Would you care to be more specific?  I have little experience with software 
RAID, other than ZFS, so I don’t know what these “issues” might be.

I've never used ZFS, as its Linux support has been historically poor. My comments are limited to mdadm. I've experienced three faults when using Linux software raid (mdadm) on RH/RHEL/CentOS and I believe all of them resulted in more downtime than would have been experienced without the RAID:     1) A single drive failure in a RAID4 or 5 array (desktop IDE) caused the entire system to stop responding. The result was a degraded (from the dead drive) and dirty (from the crash) array that could not be rebuilt (either of the former conditions would have been fine, but not both due to buggy Linux software).     2) A single drive failure in a RAID1 array (Supermicro SCSI) caused the system to be unbootable. We had to update the BIOS to boot from the working drive and possibly grub had to be repaired or reinstalled as I recall (it's been a long time).     3) A single drive failure in a RAID 4 or 5 array (desktop IDE) was not clearly identified and required a bit of troubleshooting to pinpoint which drive had failed.

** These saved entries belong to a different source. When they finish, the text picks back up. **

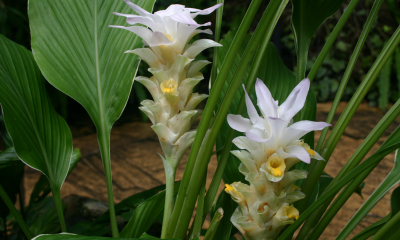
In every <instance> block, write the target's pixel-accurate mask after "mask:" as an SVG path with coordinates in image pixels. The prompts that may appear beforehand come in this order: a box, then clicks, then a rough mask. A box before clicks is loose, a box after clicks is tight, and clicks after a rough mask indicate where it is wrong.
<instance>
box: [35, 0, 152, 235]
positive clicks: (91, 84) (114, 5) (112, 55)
mask: <svg viewBox="0 0 400 240" xmlns="http://www.w3.org/2000/svg"><path fill="white" fill-rule="evenodd" d="M154 2H155V0H134V1H133V3H135V4H137V5H139V6H140V7H142V8H144V9H145V10H147V11H151V9H152V7H153V4H154ZM28 12H29V14H28V15H29V24H30V29H31V37H32V51H33V53H34V57H35V59H36V62H37V63H38V65H39V67H40V69H41V71H42V73H43V75H44V76H45V78H46V79H47V80H48V81H49V82H50V83H51V84H52V85H53V86H55V87H56V88H57V89H59V90H60V91H62V92H64V93H65V94H67V95H69V96H70V97H72V98H73V99H75V100H76V101H77V102H79V103H80V104H81V105H82V106H83V107H84V108H85V109H86V111H87V112H88V113H89V115H90V117H91V118H92V120H93V122H94V124H95V126H96V129H97V136H98V141H99V146H100V151H101V155H102V160H103V165H104V172H105V176H106V183H107V193H108V203H109V206H110V217H111V227H112V232H113V237H118V227H117V222H116V219H115V210H114V202H113V190H112V177H111V159H110V158H111V157H110V156H111V154H110V132H111V128H112V125H113V124H114V122H115V121H116V120H117V119H118V118H119V117H120V116H121V114H122V111H123V109H124V108H125V105H126V102H127V100H128V97H129V93H130V90H131V87H132V83H133V78H134V77H135V75H136V71H137V67H138V64H139V60H138V58H137V56H136V55H133V54H124V52H125V51H127V50H132V49H135V48H138V47H141V46H142V45H143V43H142V40H141V39H140V38H139V37H138V36H136V35H134V34H133V33H131V32H129V31H125V30H123V29H115V28H110V27H109V25H126V23H125V18H123V17H120V16H115V15H114V14H113V12H119V13H128V14H129V13H134V11H133V10H132V9H131V8H130V7H129V6H128V4H126V3H125V2H124V1H120V0H114V1H109V0H87V1H81V0H69V1H54V0H30V1H29V9H28Z"/></svg>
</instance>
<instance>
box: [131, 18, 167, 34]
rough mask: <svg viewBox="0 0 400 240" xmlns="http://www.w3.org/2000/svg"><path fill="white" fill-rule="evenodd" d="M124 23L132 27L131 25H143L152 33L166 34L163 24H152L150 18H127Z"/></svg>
mask: <svg viewBox="0 0 400 240" xmlns="http://www.w3.org/2000/svg"><path fill="white" fill-rule="evenodd" d="M126 22H127V23H129V24H131V25H133V24H137V23H139V24H143V25H145V26H147V27H149V28H150V29H151V30H153V32H162V33H166V30H165V26H164V24H163V23H158V22H154V21H153V19H151V18H150V17H142V16H134V17H128V18H127V19H126Z"/></svg>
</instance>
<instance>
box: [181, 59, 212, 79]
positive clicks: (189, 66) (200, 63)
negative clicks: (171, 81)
mask: <svg viewBox="0 0 400 240" xmlns="http://www.w3.org/2000/svg"><path fill="white" fill-rule="evenodd" d="M210 63H211V62H209V61H207V60H198V61H193V62H192V63H191V64H190V65H189V68H188V73H187V76H188V77H189V78H191V77H194V76H195V75H196V74H197V73H198V72H199V71H200V69H202V68H203V67H205V66H206V65H208V64H210Z"/></svg>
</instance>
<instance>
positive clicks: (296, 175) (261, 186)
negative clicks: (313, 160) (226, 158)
mask: <svg viewBox="0 0 400 240" xmlns="http://www.w3.org/2000/svg"><path fill="white" fill-rule="evenodd" d="M309 87H310V81H309V80H308V79H304V80H303V81H301V82H300V83H299V84H298V85H297V86H296V88H295V89H294V90H293V91H292V92H291V94H290V95H289V96H288V98H287V99H286V101H285V102H284V103H282V104H281V105H280V106H279V105H278V101H275V100H274V99H273V98H272V95H271V93H270V91H269V89H268V88H267V87H266V86H265V84H264V83H263V82H262V81H261V80H259V79H257V82H256V86H255V89H256V95H257V105H258V107H259V109H260V112H261V114H262V117H260V116H259V114H258V112H257V110H256V108H255V107H254V105H253V103H252V102H251V100H250V98H249V96H248V94H247V92H246V93H245V94H246V107H247V112H248V115H249V118H250V119H246V118H243V117H242V116H240V115H228V123H229V125H230V126H231V127H232V128H233V129H235V130H237V131H240V132H243V133H245V134H246V136H240V137H237V138H235V139H234V140H233V143H234V144H235V145H236V146H237V147H238V148H239V149H242V150H239V151H232V153H233V154H234V155H235V156H236V157H238V158H239V159H240V161H241V162H242V163H241V165H240V166H239V171H240V172H241V173H242V174H243V175H244V176H245V177H246V180H247V181H248V182H249V183H250V185H247V184H244V183H241V182H235V183H232V184H230V185H229V184H226V185H225V186H226V188H225V191H226V192H227V193H229V194H230V195H231V196H232V199H233V200H234V201H235V202H237V203H238V205H239V206H238V208H237V209H236V210H235V212H234V214H233V215H232V218H231V221H232V223H233V225H234V226H235V227H236V228H237V229H238V230H239V231H240V232H241V233H242V234H243V236H244V237H245V239H246V240H260V239H263V240H267V239H275V238H276V237H277V235H278V234H279V231H280V230H281V229H282V228H283V227H284V226H285V225H287V224H291V223H293V222H294V221H295V220H296V219H297V218H298V216H299V212H298V210H297V209H296V208H295V207H293V206H292V205H290V204H291V203H293V202H295V201H297V200H300V199H302V198H304V194H303V193H302V192H301V191H300V189H299V187H297V186H296V185H295V184H294V183H295V182H296V181H297V180H299V179H304V178H306V177H307V172H305V171H302V170H291V171H289V169H290V168H291V167H292V166H293V165H294V164H296V163H297V162H299V161H303V162H306V163H310V160H311V158H315V159H317V160H322V157H321V156H320V155H319V154H318V153H317V152H315V151H313V150H311V149H310V146H309V145H308V144H306V143H304V141H303V140H300V138H301V137H303V136H304V135H305V134H307V133H308V132H311V131H315V130H322V129H323V128H325V127H327V126H330V124H328V123H325V122H312V121H299V122H296V123H293V117H294V116H295V115H296V114H297V113H298V112H299V111H300V110H301V109H302V108H303V107H304V103H305V101H306V97H307V93H308V90H309Z"/></svg>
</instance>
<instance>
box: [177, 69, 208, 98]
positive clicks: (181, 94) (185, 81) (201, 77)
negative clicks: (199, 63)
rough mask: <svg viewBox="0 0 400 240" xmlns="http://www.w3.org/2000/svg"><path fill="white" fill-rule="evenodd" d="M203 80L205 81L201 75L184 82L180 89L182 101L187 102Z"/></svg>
mask: <svg viewBox="0 0 400 240" xmlns="http://www.w3.org/2000/svg"><path fill="white" fill-rule="evenodd" d="M201 80H203V76H202V75H201V76H200V77H198V78H187V79H185V80H183V81H182V83H181V84H180V85H179V87H178V91H179V97H180V99H181V100H182V101H184V102H186V100H187V99H188V97H189V95H190V93H192V92H193V88H194V86H196V85H197V84H198V83H199V82H200V81H201Z"/></svg>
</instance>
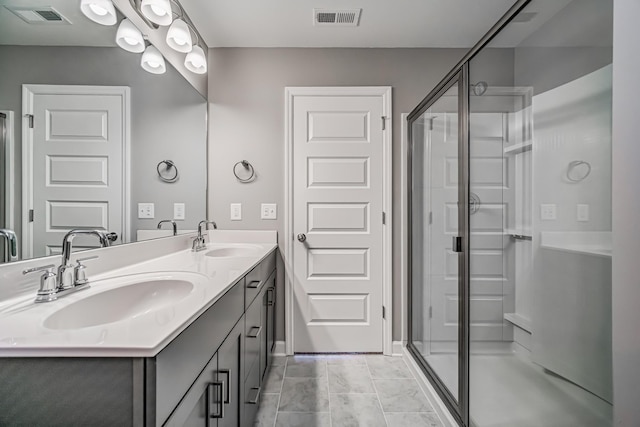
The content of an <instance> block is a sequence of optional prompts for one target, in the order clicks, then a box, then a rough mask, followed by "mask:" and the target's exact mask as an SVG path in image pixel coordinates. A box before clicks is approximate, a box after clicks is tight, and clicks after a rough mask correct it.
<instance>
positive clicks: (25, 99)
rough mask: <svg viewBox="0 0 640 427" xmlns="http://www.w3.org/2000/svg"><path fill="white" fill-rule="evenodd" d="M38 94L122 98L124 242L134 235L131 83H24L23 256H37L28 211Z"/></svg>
mask: <svg viewBox="0 0 640 427" xmlns="http://www.w3.org/2000/svg"><path fill="white" fill-rule="evenodd" d="M36 95H111V96H114V95H115V96H120V97H121V99H122V123H123V124H124V126H123V128H122V132H123V135H122V159H123V168H122V173H123V176H122V182H123V191H122V205H121V206H122V224H123V231H122V236H120V238H121V240H120V241H121V242H126V241H127V239H128V238H129V237H130V236H131V214H130V213H131V206H130V205H131V202H130V195H131V181H130V177H131V123H130V120H129V117H130V116H131V89H130V88H129V87H127V86H81V85H36V84H23V85H22V257H23V259H27V258H31V257H32V256H33V223H32V222H30V221H29V215H28V212H29V210H30V209H33V179H32V178H33V129H32V128H30V127H29V115H32V114H33V108H34V97H35V96H36Z"/></svg>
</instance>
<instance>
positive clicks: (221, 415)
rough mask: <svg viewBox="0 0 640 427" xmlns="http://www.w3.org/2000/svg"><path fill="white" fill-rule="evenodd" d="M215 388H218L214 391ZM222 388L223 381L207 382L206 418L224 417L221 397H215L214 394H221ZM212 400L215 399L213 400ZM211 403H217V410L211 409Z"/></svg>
mask: <svg viewBox="0 0 640 427" xmlns="http://www.w3.org/2000/svg"><path fill="white" fill-rule="evenodd" d="M216 388H217V389H218V390H217V392H216ZM223 390H224V381H221V382H214V383H209V385H208V386H207V418H224V404H223V403H222V402H223V399H217V398H216V396H222V392H223ZM214 400H216V401H215V402H214ZM213 404H217V406H218V411H217V412H214V411H213V410H212V407H213Z"/></svg>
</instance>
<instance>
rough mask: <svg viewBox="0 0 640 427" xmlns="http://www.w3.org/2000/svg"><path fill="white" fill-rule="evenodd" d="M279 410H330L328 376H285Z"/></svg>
mask: <svg viewBox="0 0 640 427" xmlns="http://www.w3.org/2000/svg"><path fill="white" fill-rule="evenodd" d="M278 410H279V411H285V412H328V411H329V391H328V386H327V380H326V378H287V377H285V379H284V383H283V385H282V393H281V395H280V406H279V408H278Z"/></svg>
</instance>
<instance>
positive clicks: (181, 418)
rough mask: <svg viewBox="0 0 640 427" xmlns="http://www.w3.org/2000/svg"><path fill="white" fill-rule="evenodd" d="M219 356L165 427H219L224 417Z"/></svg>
mask: <svg viewBox="0 0 640 427" xmlns="http://www.w3.org/2000/svg"><path fill="white" fill-rule="evenodd" d="M217 366H218V356H217V355H214V356H213V358H211V361H209V363H208V364H207V366H206V367H205V368H204V370H203V371H202V373H201V374H200V376H199V377H198V378H197V379H196V381H195V383H193V385H192V386H191V388H190V389H189V391H188V392H187V394H186V395H185V396H184V398H183V399H182V401H181V402H180V404H179V405H178V406H177V407H176V409H175V410H174V411H173V413H172V414H171V416H170V417H169V419H168V420H167V423H166V424H165V426H176V427H177V426H186V427H217V426H218V420H219V419H220V417H221V416H222V412H223V406H224V405H223V403H222V398H223V394H224V386H223V384H222V383H221V382H219V381H217V378H216V377H217Z"/></svg>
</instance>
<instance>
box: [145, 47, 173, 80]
mask: <svg viewBox="0 0 640 427" xmlns="http://www.w3.org/2000/svg"><path fill="white" fill-rule="evenodd" d="M140 66H142V68H143V69H144V70H145V71H147V72H149V73H152V74H164V73H165V71H167V66H166V65H165V63H164V58H163V56H162V54H161V53H160V51H159V50H158V49H156V48H155V46H153V45H149V46H147V48H146V49H145V50H144V53H143V54H142V59H141V60H140Z"/></svg>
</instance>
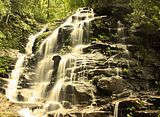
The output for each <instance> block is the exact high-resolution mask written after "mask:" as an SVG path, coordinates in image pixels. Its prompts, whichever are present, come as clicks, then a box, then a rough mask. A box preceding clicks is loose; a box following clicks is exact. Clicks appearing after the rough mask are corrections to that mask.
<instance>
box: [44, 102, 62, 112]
mask: <svg viewBox="0 0 160 117" xmlns="http://www.w3.org/2000/svg"><path fill="white" fill-rule="evenodd" d="M44 108H45V110H46V111H47V112H49V111H55V110H58V109H60V108H62V105H61V104H60V103H58V102H51V101H49V102H47V104H45V105H44Z"/></svg>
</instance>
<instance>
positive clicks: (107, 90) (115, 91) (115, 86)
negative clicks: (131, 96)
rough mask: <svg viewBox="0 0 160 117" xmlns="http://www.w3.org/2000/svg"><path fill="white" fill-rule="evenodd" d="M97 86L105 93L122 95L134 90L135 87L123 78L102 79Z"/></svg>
mask: <svg viewBox="0 0 160 117" xmlns="http://www.w3.org/2000/svg"><path fill="white" fill-rule="evenodd" d="M97 86H98V87H100V88H101V89H103V90H104V91H105V90H106V91H110V92H112V93H120V92H123V91H124V90H128V89H132V88H133V87H132V86H131V85H130V84H129V83H128V82H127V81H125V80H124V79H122V78H121V77H102V78H101V79H99V80H98V82H97Z"/></svg>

Unfortunately, I've never had an experience where a drive just failed cleanly and was marked bad by Linux software RAID and could then be replaced without fanfare. This is in contrast to my HW raid experiences where a single drive failure is almost always handled in a reliable and predictable manner with zero downtime. Your points about having to use a clunky BIOS setup or CLI tools may be true for some controllers, as are your points about needing to maintain a spare of your RAID controller, ongoing driver support, etc. I've found the LSI brand cards have good Linux driver support, CLI tools, an easy to navigate BIOS, and are backwards compatible with RAID sets taken from older cards so I have no problem recommending them. LSI cards, by default, also regularly test all drives to predict failures (avoiding rebuild errors or double failures).